And so they move, frantically, with starvation close behind them. And in this series of articles we shall try to see how they live and what kind of people they are, what their living standard is, what is done for them, and what their problems and needs are. For while California has been successful in its use of migrant labor, it is gradually building a human structure which will certainly change the state, and may, if handled with the inhumanity and stupidity that have characterized the past, destroy the present system of agricultural economics.

The immersion experience was invaluable, and the importance of journalism in Steinbeck’s development cannot be underestimated, as William Howarth claims in Wyatt’s New Essays. Written mostly in a measured style to promote understanding and intelligent solutions, Steinbeck’s articles are full of case studies, chilling factual statistics, and an unsettling catalogue of human woes (illness, incapacitation, persecution, death) observed from close contact with field workers he had met. In the spirit of advocacy journalism, Steinbeck concluded with prophetic recommendations for alleviating the conflict with federal aid and local support; this in turn would create subsistence farms, establish a migratory labor board, encourage unionization, and punish terrorism. When they were published in 1936 (and again when they were reprinted verbatim in 1938 as Their Blood Is Strong, a pamphlet by the nonprofit Simon J. Lubin Society that sold ten thousand copies at twenty-five cents each), Steinbeck’s articles solidified his credibility—both in and out of migrant camps—as a serious commentator in a league with Dorothea Lange’s husband, Paul Taylor, and Carey McWilliams, two other influential and respected investigators.

Steinbeck understood that the migrants would not vanish from sight, even though official California hoped they would.
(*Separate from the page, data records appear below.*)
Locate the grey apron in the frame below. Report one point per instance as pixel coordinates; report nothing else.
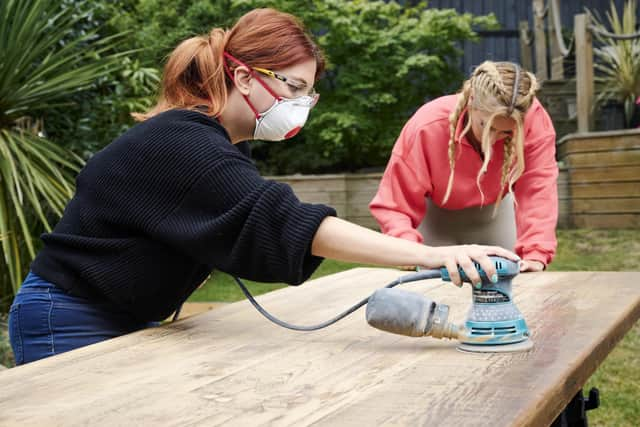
(444, 227)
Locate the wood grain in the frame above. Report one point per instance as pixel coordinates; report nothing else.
(231, 366)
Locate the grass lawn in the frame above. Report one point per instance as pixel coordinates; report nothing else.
(618, 378)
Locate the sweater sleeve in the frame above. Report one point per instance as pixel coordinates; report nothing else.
(536, 194)
(399, 205)
(235, 221)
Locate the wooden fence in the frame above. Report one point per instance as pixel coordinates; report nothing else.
(601, 186)
(350, 194)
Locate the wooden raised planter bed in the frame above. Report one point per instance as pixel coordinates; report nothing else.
(603, 178)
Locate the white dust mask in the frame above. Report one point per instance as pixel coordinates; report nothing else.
(283, 119)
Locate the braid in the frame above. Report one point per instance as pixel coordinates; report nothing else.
(504, 90)
(463, 98)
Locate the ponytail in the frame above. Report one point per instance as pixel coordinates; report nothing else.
(194, 75)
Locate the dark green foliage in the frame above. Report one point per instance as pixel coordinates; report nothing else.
(384, 60)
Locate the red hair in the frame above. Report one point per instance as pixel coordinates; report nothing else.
(194, 73)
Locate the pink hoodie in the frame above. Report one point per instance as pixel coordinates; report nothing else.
(419, 168)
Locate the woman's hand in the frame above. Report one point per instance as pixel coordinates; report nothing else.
(464, 256)
(530, 265)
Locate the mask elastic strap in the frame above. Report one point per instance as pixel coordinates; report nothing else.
(264, 85)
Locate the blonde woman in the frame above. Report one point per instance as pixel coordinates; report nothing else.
(476, 167)
(173, 199)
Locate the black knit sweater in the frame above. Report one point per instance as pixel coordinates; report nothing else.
(166, 203)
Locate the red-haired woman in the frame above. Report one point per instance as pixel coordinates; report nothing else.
(459, 155)
(173, 198)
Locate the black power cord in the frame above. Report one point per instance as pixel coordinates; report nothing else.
(413, 277)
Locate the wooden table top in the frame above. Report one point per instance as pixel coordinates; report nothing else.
(232, 366)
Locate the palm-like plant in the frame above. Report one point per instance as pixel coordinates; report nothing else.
(618, 60)
(41, 62)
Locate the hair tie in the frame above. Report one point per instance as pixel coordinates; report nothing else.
(516, 82)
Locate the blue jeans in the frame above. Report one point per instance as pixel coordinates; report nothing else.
(45, 320)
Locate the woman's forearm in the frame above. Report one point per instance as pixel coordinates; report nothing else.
(345, 241)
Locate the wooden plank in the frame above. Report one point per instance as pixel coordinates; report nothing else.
(584, 72)
(605, 158)
(605, 206)
(540, 40)
(606, 221)
(609, 189)
(606, 174)
(557, 60)
(599, 143)
(230, 366)
(525, 46)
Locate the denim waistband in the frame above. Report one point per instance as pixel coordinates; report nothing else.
(35, 283)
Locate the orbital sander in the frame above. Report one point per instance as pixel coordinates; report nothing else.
(493, 324)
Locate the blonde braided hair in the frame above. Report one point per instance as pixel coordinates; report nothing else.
(492, 85)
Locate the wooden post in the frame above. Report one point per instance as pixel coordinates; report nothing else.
(584, 73)
(557, 60)
(525, 46)
(540, 40)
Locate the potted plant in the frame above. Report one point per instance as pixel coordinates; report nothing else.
(617, 61)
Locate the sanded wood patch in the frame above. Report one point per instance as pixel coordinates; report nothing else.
(230, 366)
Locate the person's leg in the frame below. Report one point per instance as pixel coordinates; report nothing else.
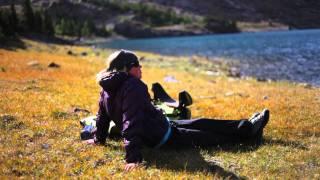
(226, 127)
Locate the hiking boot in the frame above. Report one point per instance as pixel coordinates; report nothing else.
(260, 121)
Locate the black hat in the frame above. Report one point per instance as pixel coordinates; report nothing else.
(122, 60)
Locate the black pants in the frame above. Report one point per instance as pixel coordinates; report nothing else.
(206, 132)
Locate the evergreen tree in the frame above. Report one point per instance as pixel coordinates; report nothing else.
(1, 24)
(5, 23)
(85, 30)
(14, 22)
(47, 24)
(1, 34)
(38, 22)
(28, 15)
(62, 27)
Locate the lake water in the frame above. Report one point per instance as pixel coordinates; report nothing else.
(286, 55)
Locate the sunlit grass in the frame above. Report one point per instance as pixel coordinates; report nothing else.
(40, 132)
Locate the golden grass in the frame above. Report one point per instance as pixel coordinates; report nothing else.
(40, 133)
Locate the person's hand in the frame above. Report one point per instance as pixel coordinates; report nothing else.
(130, 166)
(90, 142)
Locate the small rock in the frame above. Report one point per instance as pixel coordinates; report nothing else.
(229, 94)
(171, 79)
(306, 85)
(45, 146)
(99, 162)
(261, 79)
(53, 65)
(77, 110)
(211, 73)
(234, 72)
(70, 52)
(33, 63)
(7, 118)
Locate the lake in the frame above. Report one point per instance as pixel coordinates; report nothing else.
(284, 55)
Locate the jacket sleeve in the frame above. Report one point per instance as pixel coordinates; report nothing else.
(134, 101)
(103, 121)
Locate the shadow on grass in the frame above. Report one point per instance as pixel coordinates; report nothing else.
(285, 143)
(190, 159)
(185, 159)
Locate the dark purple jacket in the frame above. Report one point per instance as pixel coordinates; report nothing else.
(126, 101)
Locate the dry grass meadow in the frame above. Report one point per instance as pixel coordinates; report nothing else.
(40, 130)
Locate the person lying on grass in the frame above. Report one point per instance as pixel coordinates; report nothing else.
(125, 100)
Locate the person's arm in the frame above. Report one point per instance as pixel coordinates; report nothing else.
(134, 101)
(103, 122)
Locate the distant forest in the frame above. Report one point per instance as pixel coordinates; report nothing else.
(40, 22)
He also knew that the subject reached further than he had first imagined. Consequently, Steinbeck built on his News pieces and made at least one more monthlong field trip with Tom Collins in October and November 1937. They started from Gridley, where Collins was managing a new camp, but then roamed California from Stockton to Needles, wherever migrants were gathered at work. His purpose was to gather more research for his next version, the “big” book of fiction that had been in his mind for most of that year. (A letter to Elizabeth Otis, written on January 27, 1937, indicates that he had been wrestling with this version since the previous winter: “The new book has struck a bad snag. . . . The subject is so huge it scares me to death.”) In an interview with Dorothy Steel on November 4, 1937, in the Los Gatos Mail News, Steinbeck told of starting a book whose topic was the Dust Bowl refugees, the “Oklahomans.” Though he was “reluctant to discuss the characters and plot,” he said it was “one-third complete and will be about 1,000 pages in length.” Given his comment to Otis, and the fact that Steinbeck traveled a good deal that year, three hundred pages of completed manuscript may have been wishful thinking on his part, or it may gave represented the total number of pages of reports and research notes he had accumulated thus far.

In a second interview two months later, with journalist Louis Walther on January 8, 1938, in the San Jose Mercury Herald, he apparently had not progressed much, if at all. After hitting several “snags,” he was working on a “rather long novel” called “The Oklahomans,” which was “still a long way from finished.” Steinbeck, generally guarded with interviewers, revealed enough to Walther to indicate that his novel’s focus was the salutary, irrepressible character of the “southern dust bowl migrants” who, he believed, would profoundly alter the tenor of life in California.